19. asırda yaşamış ruh, şahsiyet ve mekân arayışları ömrünün son dakikalarına kadar sürmüş entelektüel bir insan. denilebilir ki devr-i kadimin memalik-i osmaniye sahasındaki bir nietzschesi. biraz tahkikat yapınca süleymaniye kütüphanesindeki lala ismail paşa kısmında mukayyet baha-nâme adlı eserde ki aharlı kâğıda divanî kırması ile yazılmış yeşil karton kaplamalı cilt, muharriri malum değil- şöyle takdim edilmiştir:
vatan-ı aslîsinde ihtilaf vardır. amma burûsevî olduğu malumdur. akâbir-i şuarâ-yı aceme illet ü ibret olmasıçün halk edilmiş denmiştür. erbâb-ı akl ve ashab-ı nakl külliyetine teslim itmesünle mi ki bunca ulûm u fünûnun ve şürûh u mütûnun müşkilât u mudilâtın fikr-i müşikâf-ı müşkil-güşayile ıslah u izâh idüp ger meşhur ve ger gayr-ı meşhûr her fende bir risâle ve her nev ilmde bir makâle yazmışdur.

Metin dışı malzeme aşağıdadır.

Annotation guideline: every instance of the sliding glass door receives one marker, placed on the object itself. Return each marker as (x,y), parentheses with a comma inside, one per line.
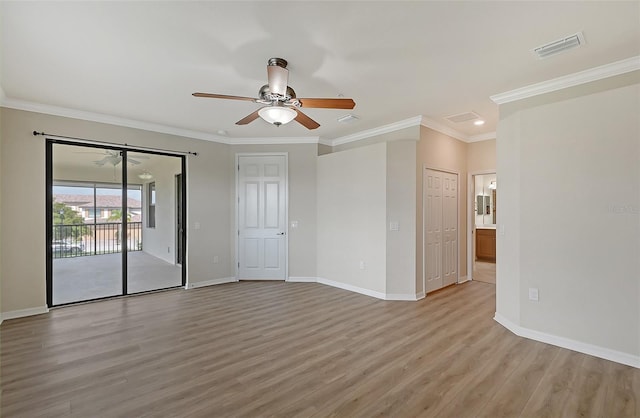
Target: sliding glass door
(151,263)
(110,213)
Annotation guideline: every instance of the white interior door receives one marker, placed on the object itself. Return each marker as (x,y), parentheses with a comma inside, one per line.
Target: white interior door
(262,221)
(450,229)
(440,229)
(433,229)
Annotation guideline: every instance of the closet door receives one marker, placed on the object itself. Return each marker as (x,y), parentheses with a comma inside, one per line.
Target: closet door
(450,229)
(440,192)
(432,229)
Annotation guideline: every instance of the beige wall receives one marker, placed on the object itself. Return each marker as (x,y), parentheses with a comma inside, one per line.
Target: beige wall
(573,156)
(302,160)
(160,241)
(352,201)
(441,152)
(22,208)
(481,156)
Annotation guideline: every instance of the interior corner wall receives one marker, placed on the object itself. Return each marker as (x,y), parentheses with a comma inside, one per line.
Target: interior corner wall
(302,161)
(23,215)
(351,213)
(438,151)
(401,220)
(1,194)
(569,176)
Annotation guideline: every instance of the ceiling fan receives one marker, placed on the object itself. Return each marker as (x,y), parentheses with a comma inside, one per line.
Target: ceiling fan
(282,105)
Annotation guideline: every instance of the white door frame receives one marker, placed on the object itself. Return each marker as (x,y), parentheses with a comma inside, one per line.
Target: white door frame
(471,218)
(424,237)
(286,205)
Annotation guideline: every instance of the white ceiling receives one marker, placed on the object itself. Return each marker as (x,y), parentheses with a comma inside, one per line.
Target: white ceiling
(142,60)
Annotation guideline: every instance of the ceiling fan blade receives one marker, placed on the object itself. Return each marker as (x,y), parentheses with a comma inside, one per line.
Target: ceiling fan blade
(223,96)
(305,120)
(338,103)
(249,118)
(278,78)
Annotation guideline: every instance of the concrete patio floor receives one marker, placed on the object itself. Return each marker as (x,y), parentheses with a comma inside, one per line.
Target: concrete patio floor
(82,278)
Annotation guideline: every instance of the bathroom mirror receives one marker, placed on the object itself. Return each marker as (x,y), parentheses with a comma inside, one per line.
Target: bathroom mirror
(483,204)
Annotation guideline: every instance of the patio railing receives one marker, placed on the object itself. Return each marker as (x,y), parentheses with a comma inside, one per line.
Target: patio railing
(94,239)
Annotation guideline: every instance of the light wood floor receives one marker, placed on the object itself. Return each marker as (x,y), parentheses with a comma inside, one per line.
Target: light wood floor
(484,271)
(254,349)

merhum nihilist, fikrî temayülünü sütlaç-name yahud nâ-mevcûd bir sevdaya dair risale isimli eserinde açıkça ibraz etmiştir. eserini neticelendirdiği aşağıdaki paragraf hayli düşündürücüdür.

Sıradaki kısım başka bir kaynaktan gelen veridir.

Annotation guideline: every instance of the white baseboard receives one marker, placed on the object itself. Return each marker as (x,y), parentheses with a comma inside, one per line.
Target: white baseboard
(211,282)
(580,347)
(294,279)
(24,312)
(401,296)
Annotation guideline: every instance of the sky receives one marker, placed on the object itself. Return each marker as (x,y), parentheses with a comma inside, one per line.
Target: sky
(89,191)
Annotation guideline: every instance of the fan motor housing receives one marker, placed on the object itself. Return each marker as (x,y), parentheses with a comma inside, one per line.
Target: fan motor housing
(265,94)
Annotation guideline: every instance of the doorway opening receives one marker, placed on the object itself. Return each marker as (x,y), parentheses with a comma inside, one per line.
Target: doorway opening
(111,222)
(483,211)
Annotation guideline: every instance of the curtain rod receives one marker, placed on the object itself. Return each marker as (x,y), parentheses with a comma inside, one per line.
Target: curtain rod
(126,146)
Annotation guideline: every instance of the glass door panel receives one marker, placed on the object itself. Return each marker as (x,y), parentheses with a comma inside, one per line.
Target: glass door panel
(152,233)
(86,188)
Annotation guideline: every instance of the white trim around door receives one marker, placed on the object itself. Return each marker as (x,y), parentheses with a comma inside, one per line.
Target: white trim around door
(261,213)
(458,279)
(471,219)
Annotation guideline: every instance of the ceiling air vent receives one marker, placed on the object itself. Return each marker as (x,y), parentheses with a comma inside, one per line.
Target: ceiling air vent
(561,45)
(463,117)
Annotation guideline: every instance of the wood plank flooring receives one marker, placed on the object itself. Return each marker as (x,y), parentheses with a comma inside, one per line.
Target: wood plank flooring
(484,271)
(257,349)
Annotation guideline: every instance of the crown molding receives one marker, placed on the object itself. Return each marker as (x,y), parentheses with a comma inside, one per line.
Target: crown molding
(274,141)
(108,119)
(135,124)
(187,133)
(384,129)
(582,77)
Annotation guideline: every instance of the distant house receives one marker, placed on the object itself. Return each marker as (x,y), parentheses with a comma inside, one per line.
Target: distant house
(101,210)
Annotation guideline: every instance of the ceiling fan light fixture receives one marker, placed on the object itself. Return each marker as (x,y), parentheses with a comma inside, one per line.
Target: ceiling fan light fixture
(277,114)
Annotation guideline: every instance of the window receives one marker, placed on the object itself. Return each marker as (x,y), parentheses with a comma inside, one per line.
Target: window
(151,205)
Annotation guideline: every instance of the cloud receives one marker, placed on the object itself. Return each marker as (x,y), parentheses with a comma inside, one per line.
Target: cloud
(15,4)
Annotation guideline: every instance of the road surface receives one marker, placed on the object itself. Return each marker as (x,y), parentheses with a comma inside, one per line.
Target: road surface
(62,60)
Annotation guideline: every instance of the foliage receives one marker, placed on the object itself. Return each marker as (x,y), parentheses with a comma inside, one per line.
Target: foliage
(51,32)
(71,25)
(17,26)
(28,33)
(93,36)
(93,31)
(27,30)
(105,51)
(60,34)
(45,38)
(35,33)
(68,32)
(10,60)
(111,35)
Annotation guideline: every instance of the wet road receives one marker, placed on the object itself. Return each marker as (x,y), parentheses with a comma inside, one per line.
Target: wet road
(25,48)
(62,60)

mamafih başkalarının kanunlarıyla mukayyet olan bir fert hürriyeti hakikatte hürriyetsizliktir. ah minel-aşk! birkaç sene evvel, selim bey, behemahal bir vatana sahip olmaktansa hayır ve şer-i beşeri yakıp zat-ı alinizi kollarıma almayı daha bir arzulardım. lakin ya şimdi? şimdi sütlaç yapmak en mantıkîsi.

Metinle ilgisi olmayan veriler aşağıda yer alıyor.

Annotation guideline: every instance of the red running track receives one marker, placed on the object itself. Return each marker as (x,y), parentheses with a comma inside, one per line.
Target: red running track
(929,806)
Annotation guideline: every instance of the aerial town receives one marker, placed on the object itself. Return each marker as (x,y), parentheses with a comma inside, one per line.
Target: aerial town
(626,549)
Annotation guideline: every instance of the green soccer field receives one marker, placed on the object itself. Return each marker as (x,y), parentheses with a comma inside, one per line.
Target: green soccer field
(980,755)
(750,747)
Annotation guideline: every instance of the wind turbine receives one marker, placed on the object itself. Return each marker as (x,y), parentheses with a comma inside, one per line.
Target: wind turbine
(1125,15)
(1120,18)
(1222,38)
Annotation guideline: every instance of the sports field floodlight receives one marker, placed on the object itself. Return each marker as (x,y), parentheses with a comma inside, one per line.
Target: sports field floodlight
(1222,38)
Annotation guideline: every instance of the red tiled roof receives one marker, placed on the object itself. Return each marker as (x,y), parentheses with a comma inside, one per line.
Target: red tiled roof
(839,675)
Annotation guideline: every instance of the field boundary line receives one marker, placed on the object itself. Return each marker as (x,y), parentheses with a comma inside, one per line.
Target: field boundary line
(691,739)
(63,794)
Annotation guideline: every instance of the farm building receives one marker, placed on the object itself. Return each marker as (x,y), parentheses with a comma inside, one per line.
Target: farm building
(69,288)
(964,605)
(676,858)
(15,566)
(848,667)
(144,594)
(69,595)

daha sonra bir kapitalist olma yoluna girmiştir. hiç anlaşılmamıştır. kumum başlıklı kendisine izafe edilen mektup ise onun gençlik devrine ait bir mektup olup enderunlu fazılın dalgalarına maruz kalmıştır. bir rivayete göre ise mektubu bir kadına yazar gibi yazmışsa da o siyasî bir faaliyetin manifestosunu içinde barındırmaktadır. latin alfabesine geçildikten sonra mektubu anlayan olmadığı için aşk mektubu sanılmıştır.